Objectivism puts beauty IN the object — a real feature to be discovered. Subjectivism puts it IN us — a response, so 'all taste is equal'. The whole topic lives in the middle: Hume (a response, but trained judges set a standard), Kant (subjective feeling that still demands universal agreement) and Abhinavagupta (the cultivated spectator) all refuse both extremes. Most Section B questions here ask you to weigh 'beauty is in the object' against 'it's just opinion' — and find the middle path.
✍️ Bring it together — a Section B question
Evaluate the claim that no one can ever be mistaken about whether something is beautiful.
🔒 Model answer plan
See the mark-by-mark plan — for / against / judgement, with marking guidance — in study mode.
Important: Describing the beauty debate instead of evaluating the claim. Section B hands you a claim to weigh — don't just tour 'Hume says this, Kant says that.' Argue FOR the claim, argue AGAINST it, test its key word (here, 'mistaken'), and reach a reasoned conclusion. A name earns nothing without its argument, and a top answer never ends on 'beauty is just subjective'.
✅ Check yourself
If you can answer these six, you have the spine of the whole topic.
What is aesthetic experience? A special way of attending to something for its own sake, not its usefulness — an experience valued in itself.
Gombrich's 'beholder's share'? The viewer's mind actively completes the work — filling in, interpreting — so experience is a meeting between object and person, not passive reception.

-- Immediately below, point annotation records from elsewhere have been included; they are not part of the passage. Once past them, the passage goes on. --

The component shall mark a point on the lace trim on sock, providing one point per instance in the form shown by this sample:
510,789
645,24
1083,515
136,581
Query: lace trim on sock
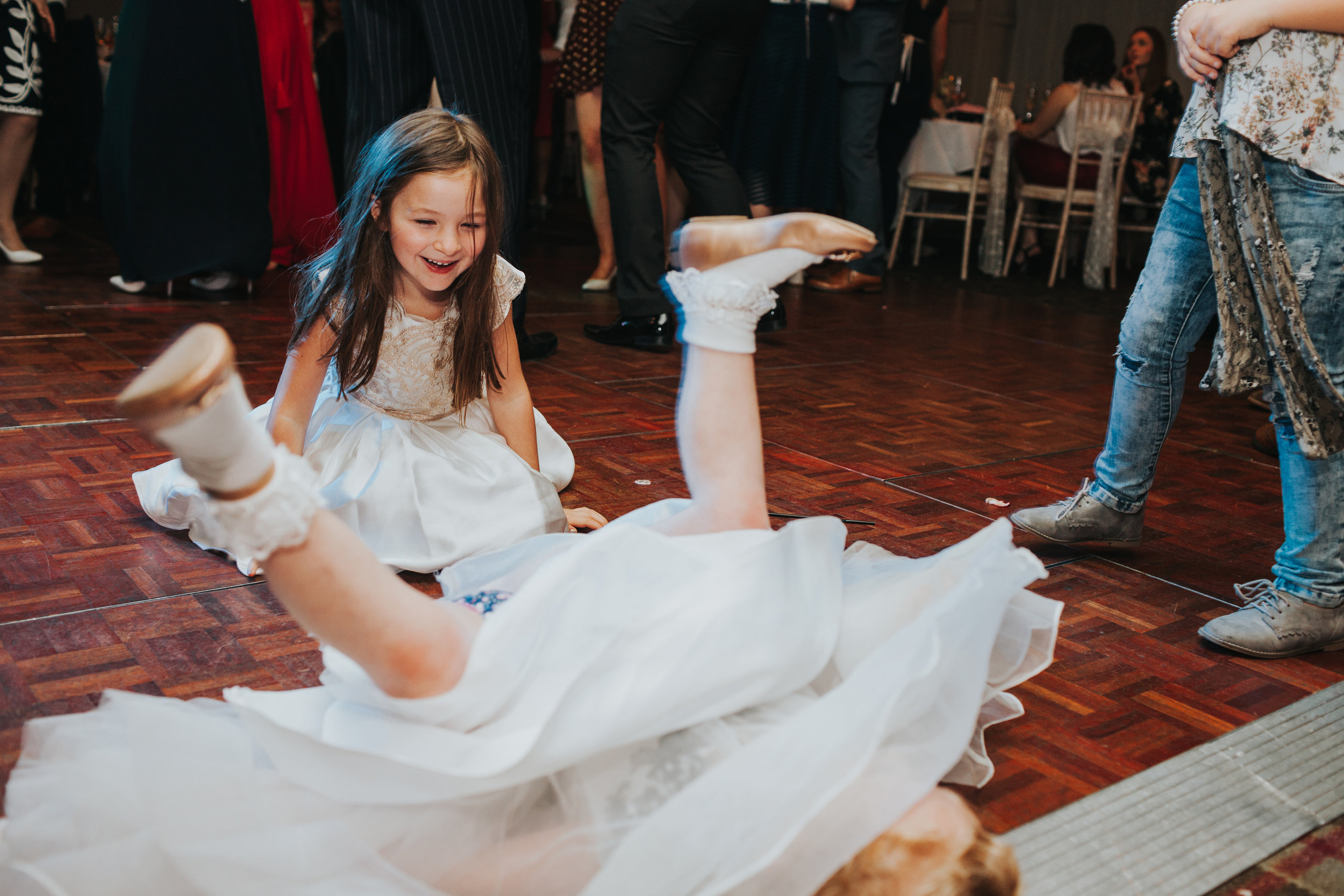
722,302
276,518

Hume's standard of taste? Beauty is a response in us, but some are BETTER judges (experienced, unprejudiced, attentive). Their shared, settled verdict is a standard of taste — so not all taste is equal.
Kant's 'subjective universality'? Calling something beautiful rests on your feeling (subjective) yet claims everyone should agree (universal) — with no rule or concept to prove it.
Why does 'no rule' matter? There's no formula 'anything with these features is beautiful'. Taste can't be reduced to a checklist — which is why aesthetic judgement is its own strange kind of claim.
Abhinavagupta's sahṛdaya? The cultivated 'one with heart' — the trained, sensitive spectator who can truly receive a work's emotional flavour, where an unprepared viewer stays outside it.
Exam Tips
- Aesthetics is optional → Paper 1 Section B: a 25-mark essay with NO stimulus. You're handed a claim and told to 'Evaluate' it.
- Find the load-bearing word in the claim ('never', 'entirely', 'only') and make evaluating it the spine of your essay.
- Name a thinker ONLY with their argument — Hume, Kant, Abhinavagupta earn marks only when you use them to argue.
- Look for a hidden distinction (liking vs judging, in-us vs equal) — spotting it is how top answers reach the middle path.